Tim Quinlan, an economist at Wells Fargo, told CNN that consumers are "retrenching". Gregory Daco, EY economist, noted that it is not yet clear how much more consumer spending will drop due to the persistently high price levels and rising interest rates as well as tighter lending terms resulting from the broader banking crisis.

Mixed Signals

ADP's look at the private sector's employment, released just two days before BLS's employment report, can be viewed as a prelude to what the federal data will reveal.

The April ADP report may surprise both the markets and economists. According to the ADP National Employment Report released on Wednesday, private-sector companies added 296,000 new jobs in April. This was more than double the 142,000 that had been predicted by economists.

ADP's reports don't always match the official federal report. BLS' private sector payroll gains in January were three times higher than ADP.

Michael Feroli said that the ADP number today argues against downside risk.

Separate private sector indicator that will be updated this Friday shows that "the smallest small businesses," those with one to nine employees continue to lose workers.

In March, despite the fact that overall hiring resulted in an increase in payrolls across the country, small businesses employing nine or less employees experienced a loss of 39.600 jobs. This is according to Intuit QuickBooks Small Business Index. The index was produced by Intuit QuickBooks in collaboration with an academic team headed by Ufuk Acigit, a professor of economics at the University of Chicago.

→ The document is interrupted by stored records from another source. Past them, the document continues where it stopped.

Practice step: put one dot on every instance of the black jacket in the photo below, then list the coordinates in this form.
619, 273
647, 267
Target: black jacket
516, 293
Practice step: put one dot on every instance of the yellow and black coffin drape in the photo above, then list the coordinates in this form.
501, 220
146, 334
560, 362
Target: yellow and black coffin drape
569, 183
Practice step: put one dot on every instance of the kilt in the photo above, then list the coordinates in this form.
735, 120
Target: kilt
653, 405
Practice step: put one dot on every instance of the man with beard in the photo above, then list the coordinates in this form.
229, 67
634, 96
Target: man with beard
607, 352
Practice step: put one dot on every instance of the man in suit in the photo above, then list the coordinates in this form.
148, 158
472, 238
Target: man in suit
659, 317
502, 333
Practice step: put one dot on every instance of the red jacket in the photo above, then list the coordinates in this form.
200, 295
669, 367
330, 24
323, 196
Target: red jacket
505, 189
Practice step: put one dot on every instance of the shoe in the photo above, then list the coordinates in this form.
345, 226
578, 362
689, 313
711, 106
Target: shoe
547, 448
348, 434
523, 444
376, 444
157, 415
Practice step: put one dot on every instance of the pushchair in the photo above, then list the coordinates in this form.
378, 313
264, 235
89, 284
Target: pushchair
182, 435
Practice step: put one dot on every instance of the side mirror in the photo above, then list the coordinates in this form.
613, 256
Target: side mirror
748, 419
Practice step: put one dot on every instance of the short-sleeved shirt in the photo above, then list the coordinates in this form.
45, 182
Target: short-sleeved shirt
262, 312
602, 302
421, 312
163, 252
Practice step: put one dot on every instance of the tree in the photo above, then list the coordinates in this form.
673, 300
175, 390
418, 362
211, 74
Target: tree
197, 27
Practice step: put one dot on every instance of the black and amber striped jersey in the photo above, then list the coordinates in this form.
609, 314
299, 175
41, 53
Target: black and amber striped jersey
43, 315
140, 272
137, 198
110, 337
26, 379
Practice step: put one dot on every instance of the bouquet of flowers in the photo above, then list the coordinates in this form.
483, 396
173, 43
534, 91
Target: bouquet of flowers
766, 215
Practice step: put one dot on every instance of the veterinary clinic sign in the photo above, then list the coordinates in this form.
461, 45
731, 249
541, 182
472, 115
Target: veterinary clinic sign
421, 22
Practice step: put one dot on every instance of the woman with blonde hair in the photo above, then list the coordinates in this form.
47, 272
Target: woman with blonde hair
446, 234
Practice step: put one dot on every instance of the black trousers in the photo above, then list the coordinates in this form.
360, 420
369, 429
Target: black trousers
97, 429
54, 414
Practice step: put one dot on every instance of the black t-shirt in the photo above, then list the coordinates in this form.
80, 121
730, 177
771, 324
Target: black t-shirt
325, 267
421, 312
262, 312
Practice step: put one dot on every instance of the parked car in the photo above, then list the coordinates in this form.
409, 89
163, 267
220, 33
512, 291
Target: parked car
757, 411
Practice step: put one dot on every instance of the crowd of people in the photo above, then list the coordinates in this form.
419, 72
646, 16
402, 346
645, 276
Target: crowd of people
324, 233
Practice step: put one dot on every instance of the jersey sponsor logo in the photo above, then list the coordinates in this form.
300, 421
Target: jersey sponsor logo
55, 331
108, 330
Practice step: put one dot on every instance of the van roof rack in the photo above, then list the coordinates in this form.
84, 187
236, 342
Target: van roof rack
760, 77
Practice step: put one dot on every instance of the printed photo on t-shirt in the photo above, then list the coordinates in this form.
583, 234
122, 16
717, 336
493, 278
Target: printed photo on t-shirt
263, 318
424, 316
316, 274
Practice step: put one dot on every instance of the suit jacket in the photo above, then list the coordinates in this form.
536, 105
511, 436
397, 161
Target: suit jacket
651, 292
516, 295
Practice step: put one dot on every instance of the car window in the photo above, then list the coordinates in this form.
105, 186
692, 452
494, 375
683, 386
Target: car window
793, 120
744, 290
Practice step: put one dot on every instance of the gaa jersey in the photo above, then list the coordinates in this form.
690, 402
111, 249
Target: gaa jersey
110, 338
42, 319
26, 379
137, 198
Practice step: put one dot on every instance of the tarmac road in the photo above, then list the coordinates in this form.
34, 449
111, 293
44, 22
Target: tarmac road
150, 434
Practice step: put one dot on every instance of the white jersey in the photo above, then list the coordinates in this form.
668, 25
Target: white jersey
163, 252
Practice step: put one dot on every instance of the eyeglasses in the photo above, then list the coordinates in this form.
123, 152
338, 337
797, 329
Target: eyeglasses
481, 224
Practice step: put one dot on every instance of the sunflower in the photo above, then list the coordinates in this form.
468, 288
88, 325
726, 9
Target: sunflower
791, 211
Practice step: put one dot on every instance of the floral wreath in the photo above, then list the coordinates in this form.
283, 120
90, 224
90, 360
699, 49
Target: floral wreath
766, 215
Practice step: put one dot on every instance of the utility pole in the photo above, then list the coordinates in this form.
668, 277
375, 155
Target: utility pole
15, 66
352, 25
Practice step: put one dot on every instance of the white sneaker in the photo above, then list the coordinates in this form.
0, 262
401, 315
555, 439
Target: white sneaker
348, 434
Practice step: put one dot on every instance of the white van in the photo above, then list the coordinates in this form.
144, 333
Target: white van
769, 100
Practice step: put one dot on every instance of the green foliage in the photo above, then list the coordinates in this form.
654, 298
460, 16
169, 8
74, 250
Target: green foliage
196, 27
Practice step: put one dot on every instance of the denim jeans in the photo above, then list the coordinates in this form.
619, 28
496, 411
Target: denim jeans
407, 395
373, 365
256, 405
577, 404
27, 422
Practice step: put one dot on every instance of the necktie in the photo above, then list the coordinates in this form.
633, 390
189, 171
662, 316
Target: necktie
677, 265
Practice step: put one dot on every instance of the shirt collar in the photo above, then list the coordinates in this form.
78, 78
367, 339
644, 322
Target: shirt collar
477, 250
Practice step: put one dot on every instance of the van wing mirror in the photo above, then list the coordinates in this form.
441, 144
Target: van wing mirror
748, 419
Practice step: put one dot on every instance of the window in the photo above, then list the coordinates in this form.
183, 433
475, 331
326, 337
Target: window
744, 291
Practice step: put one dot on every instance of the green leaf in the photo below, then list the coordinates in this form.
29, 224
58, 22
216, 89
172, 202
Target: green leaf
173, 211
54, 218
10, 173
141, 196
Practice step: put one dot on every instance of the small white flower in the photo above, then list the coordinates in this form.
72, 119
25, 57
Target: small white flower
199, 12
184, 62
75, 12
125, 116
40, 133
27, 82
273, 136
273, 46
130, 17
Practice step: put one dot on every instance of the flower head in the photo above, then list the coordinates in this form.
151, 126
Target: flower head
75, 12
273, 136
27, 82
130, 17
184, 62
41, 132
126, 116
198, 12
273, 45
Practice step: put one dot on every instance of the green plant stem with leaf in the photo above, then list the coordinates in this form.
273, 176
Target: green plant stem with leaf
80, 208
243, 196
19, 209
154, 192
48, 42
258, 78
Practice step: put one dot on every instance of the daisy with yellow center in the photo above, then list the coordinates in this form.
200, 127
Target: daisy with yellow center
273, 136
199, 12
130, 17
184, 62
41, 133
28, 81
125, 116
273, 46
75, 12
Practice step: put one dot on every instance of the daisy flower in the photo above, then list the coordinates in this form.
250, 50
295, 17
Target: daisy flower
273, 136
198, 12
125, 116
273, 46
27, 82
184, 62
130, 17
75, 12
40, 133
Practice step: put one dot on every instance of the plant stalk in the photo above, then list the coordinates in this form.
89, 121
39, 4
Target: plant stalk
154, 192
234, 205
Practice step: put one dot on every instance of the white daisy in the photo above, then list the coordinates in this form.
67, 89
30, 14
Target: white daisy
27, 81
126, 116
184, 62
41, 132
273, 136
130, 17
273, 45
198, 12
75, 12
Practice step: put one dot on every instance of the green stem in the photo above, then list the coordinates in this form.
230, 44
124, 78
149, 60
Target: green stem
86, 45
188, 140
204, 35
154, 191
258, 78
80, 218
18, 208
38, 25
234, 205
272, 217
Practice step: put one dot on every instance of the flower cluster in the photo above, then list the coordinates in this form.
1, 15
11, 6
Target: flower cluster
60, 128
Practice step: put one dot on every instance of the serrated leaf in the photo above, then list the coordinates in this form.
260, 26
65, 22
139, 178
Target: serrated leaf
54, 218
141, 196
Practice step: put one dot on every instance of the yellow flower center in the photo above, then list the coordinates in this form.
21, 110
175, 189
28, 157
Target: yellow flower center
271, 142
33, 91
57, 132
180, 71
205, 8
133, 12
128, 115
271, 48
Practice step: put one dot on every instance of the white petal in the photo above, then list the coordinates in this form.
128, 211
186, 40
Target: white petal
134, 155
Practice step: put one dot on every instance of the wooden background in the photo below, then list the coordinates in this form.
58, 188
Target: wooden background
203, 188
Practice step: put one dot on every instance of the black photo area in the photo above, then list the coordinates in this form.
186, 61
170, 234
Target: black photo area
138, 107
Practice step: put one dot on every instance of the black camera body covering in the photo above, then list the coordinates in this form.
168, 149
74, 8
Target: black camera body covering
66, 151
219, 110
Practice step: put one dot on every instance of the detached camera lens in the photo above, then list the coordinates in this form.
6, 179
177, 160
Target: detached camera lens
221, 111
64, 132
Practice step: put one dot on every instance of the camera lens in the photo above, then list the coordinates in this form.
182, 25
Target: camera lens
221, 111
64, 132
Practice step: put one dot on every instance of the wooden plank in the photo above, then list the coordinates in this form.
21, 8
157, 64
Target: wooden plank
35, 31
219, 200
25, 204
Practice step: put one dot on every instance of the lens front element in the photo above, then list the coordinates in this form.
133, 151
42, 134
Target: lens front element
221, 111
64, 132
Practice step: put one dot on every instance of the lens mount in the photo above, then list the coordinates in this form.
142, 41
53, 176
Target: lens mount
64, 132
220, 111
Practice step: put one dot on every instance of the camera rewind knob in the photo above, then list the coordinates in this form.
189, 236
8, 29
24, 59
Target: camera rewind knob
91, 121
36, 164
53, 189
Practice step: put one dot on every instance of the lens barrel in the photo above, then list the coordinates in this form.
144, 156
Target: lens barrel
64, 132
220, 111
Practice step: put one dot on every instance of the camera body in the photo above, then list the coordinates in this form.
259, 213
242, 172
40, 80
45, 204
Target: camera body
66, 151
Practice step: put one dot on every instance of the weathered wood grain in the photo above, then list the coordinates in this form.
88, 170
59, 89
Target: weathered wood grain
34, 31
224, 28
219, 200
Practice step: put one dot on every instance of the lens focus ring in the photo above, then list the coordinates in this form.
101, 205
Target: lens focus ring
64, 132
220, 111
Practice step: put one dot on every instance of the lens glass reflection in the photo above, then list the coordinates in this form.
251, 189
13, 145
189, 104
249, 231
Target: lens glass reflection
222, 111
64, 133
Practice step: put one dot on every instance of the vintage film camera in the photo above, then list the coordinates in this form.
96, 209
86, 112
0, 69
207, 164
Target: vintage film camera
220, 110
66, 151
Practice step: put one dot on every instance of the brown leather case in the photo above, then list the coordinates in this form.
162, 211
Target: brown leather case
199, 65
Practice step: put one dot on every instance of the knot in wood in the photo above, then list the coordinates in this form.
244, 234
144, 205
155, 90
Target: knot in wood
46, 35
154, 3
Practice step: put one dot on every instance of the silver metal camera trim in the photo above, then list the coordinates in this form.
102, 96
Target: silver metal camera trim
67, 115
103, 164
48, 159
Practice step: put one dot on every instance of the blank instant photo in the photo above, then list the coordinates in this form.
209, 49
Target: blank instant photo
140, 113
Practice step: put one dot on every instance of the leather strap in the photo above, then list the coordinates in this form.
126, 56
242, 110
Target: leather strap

Akcigit, a CNN correspondent, said that 'our index shows the small business employment is back at pre-pandemic levels'. If it continues in this manner, we'll be in an even worse position than pre-pandemic. This is alarming.

Continued optimism

Fed Chair Jerome Powell is still in favor of a soft landing, and the US labour market's resilience continues to be a major reason for this.

Powell, at the end of the two-day meeting on monetary policy, said: 'We have raised rates by five percentage points in just 14 months. The unemployment rate is now 3.5%. It's pretty much the same or even lower than when we began.'

He said that job openings are still high - JOLTS revealed there were 1.6 jobs available for every job seeker - and that there is evidence of a gradual cooling on the labor market.

Powell stated that it was not possible to have job openings decline so much without the unemployment rate increasing.

He said: 'It is possible to continue to cool the labor market, without the large increases in unemployment which have been associated with previous episodes.' "And that would go against the history." I understand that this would be contrary to the historical pattern.

"I think that the likelihood of not having a depression is higher than that of experiencing one." He said. I do not rule out the possibility of a recession. I just hope it will be mild.